Small and medium-sized enterprises are more likely to use “large technology” lenders to meet short-term liquidity needs than to obtain long-term financing, said Lei Liu of the Chinese Academy of Social Sciences and co-authors. The authors compare the syndicated loans granted by MyBank, a subsidiary of Chinese Internet giant Alibaba, with conventional loans issued by a retail partner bank. With regard to the retail bank, the authors found that the large technology lender serves more first-time borrowers, younger borrowers and borrowers with limited access to credit. The authors also found that large technology loans have lower principal amounts, higher interest rates, faster repayment rates, higher arrears and lower levels of collateral than conventional loans. The authors argue that these differences between large technology and conventional loans are not due to differences in credit risk of borrowers, as they find similar trends in the group of borrowers with access to both services. They conclude that “big technology” loans – a growing market in the United States and worldwide – have the potential to lend to borrowers who are not serviced by traditional banks.
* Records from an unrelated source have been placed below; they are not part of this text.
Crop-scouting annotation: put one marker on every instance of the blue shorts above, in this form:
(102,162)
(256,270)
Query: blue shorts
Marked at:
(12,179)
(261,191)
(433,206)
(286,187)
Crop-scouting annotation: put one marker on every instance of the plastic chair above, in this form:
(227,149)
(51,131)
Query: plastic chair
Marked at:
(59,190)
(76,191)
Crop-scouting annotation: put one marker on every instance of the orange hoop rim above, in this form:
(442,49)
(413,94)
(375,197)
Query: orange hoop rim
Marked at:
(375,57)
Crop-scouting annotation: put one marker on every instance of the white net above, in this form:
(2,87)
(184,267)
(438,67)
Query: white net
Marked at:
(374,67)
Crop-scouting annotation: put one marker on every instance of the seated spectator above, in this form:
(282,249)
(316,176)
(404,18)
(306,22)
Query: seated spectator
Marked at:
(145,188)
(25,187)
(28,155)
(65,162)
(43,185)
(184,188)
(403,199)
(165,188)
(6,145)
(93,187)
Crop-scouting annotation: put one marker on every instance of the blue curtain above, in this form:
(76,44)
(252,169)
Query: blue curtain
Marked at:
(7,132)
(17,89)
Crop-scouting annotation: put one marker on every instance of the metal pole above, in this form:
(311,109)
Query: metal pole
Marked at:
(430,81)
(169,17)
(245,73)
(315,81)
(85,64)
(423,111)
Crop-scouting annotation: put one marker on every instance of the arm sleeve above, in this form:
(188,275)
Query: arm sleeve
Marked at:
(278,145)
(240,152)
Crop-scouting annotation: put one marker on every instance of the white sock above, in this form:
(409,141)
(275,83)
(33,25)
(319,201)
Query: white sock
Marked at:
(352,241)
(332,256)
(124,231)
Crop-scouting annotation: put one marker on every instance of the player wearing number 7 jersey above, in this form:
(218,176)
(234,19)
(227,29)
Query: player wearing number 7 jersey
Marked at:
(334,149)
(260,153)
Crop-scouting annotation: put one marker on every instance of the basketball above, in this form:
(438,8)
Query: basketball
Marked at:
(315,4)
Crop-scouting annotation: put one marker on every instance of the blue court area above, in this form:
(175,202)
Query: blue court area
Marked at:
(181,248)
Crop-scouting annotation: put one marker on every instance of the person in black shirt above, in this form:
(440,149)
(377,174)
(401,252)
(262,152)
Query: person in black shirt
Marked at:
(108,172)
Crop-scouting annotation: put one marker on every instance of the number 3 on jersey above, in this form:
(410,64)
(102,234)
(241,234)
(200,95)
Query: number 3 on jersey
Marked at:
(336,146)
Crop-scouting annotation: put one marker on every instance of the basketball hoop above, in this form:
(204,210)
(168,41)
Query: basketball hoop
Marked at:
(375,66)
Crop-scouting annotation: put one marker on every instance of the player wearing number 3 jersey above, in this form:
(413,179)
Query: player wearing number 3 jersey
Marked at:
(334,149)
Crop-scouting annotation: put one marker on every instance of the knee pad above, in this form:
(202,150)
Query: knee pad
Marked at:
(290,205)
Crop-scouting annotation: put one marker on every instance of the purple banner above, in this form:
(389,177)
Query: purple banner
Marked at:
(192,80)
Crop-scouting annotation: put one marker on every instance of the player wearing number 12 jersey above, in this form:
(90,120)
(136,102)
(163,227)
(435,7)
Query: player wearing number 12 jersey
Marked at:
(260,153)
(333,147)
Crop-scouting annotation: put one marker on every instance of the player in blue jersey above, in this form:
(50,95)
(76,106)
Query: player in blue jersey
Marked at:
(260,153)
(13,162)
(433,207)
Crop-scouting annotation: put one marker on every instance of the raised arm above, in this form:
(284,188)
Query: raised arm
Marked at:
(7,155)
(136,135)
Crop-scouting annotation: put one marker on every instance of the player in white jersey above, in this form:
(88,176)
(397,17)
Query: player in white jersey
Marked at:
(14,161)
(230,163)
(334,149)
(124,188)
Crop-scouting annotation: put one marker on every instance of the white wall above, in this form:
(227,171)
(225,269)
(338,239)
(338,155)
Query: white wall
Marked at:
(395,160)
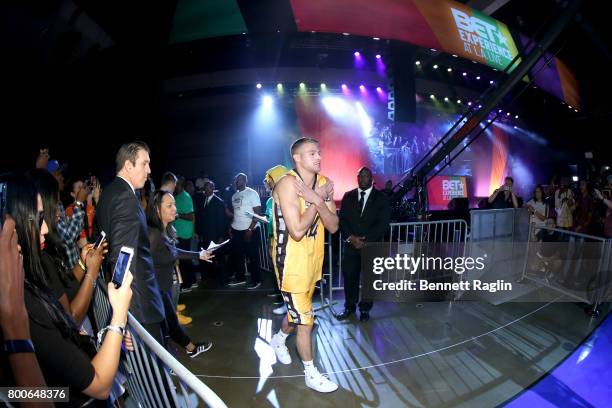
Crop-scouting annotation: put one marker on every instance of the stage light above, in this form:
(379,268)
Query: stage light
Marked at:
(364,119)
(335,106)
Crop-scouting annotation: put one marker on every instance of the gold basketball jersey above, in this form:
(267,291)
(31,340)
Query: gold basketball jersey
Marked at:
(298,264)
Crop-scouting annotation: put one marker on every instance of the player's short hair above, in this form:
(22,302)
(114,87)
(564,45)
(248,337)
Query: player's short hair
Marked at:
(296,145)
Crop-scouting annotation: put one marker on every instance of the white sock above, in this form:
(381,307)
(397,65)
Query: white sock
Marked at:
(308,365)
(282,336)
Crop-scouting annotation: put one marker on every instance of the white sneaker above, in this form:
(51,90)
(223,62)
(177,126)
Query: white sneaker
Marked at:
(280,349)
(280,310)
(319,382)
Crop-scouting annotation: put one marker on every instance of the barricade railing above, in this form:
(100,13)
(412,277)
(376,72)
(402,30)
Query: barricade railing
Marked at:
(570,263)
(147,369)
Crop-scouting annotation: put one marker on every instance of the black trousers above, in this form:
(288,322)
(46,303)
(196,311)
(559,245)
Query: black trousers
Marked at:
(174,329)
(186,266)
(351,272)
(241,249)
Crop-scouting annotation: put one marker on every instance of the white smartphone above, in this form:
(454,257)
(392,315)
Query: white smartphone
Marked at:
(124,260)
(100,239)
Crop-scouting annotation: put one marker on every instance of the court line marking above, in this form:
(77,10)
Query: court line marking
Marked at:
(388,362)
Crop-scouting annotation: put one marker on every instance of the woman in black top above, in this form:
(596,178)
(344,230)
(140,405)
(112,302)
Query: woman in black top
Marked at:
(54,334)
(76,285)
(161,213)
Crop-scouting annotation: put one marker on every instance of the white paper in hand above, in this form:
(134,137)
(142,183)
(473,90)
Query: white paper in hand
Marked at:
(213,246)
(257,217)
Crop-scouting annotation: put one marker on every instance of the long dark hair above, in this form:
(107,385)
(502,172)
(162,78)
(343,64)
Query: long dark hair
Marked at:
(48,188)
(153,214)
(22,205)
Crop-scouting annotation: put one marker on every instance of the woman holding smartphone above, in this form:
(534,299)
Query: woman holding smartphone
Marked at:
(161,213)
(55,336)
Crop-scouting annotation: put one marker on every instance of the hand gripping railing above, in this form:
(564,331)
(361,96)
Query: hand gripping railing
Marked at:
(147,368)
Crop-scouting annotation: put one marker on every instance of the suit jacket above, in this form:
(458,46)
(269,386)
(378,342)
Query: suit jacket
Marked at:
(374,220)
(120,215)
(211,222)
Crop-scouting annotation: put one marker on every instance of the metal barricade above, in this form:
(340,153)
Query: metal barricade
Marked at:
(407,237)
(147,368)
(265,261)
(570,263)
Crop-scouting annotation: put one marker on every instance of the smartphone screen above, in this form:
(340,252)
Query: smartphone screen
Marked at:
(120,268)
(100,240)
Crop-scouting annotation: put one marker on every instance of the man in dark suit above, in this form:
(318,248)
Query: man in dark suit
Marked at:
(211,225)
(364,217)
(120,215)
(210,216)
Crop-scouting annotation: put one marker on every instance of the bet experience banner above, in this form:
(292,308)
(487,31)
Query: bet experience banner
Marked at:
(442,189)
(441,24)
(464,31)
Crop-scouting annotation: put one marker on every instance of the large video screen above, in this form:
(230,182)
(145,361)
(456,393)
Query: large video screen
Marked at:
(440,24)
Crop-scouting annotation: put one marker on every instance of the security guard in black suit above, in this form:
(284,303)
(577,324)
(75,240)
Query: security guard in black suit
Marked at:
(364,217)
The Federal Special Supplementary Nutrition Program for Women, Infants, and Children (known as WIC) provides food to low-income pregnant women, postpartum and lactating women, and their children up to five years of age. Marianne Beatler of the University of California, Davis and co-authors used the National Health and Nutrition Study to assess what happens to family nutrition when a participating child turns five. The authors found that aging outside the program had no effect on children’s caloric or nutritional intake. However, women aged 20 to 50 who live with children (probably their mothers or caregivers) see a large increase in food insecurity and reduce their caloric intake by almost half. This suggests that mothers reduce their own consumption to protect their children from food insecurity, the authors conclude.
“Consumer and business sentiment is quite negative. In the latest Michigan survey, consumer sentiment fell to its lowest level in history. In addition, the percentage of small business owners expecting better conditions over the next six months fell to the lowest level in the history of this survey in May. Both studies show that inflation leads to this pessimism. “Usually, such low sentiment is associated with declining consumer spending and business investment,” said Thomas Barkin, president of the Richmond Federal Reserve.
“At the same time, fiscal support from the pandemic is declining and inflation is forcing the Fed to raise interest rates. Higher interest rates tend to slow the economy by increasing borrowing costs and discouraging spending and investment. Historically, eight of the Fed’s last 11 tightening cycles have been followed by a recession. This policy change could make markets volatile. That’s understandable: The Fed hasn’t moved so fast in more than 20 years. Forecasts predict that our current cycle of interest rate hikes will pass higher than the relatively low peak of its predecessor of 2.4 percent in 2019. Now the stock market is not an economy. But if markets break, it could slow the economy, forcing people and companies to recoup their costs and investments.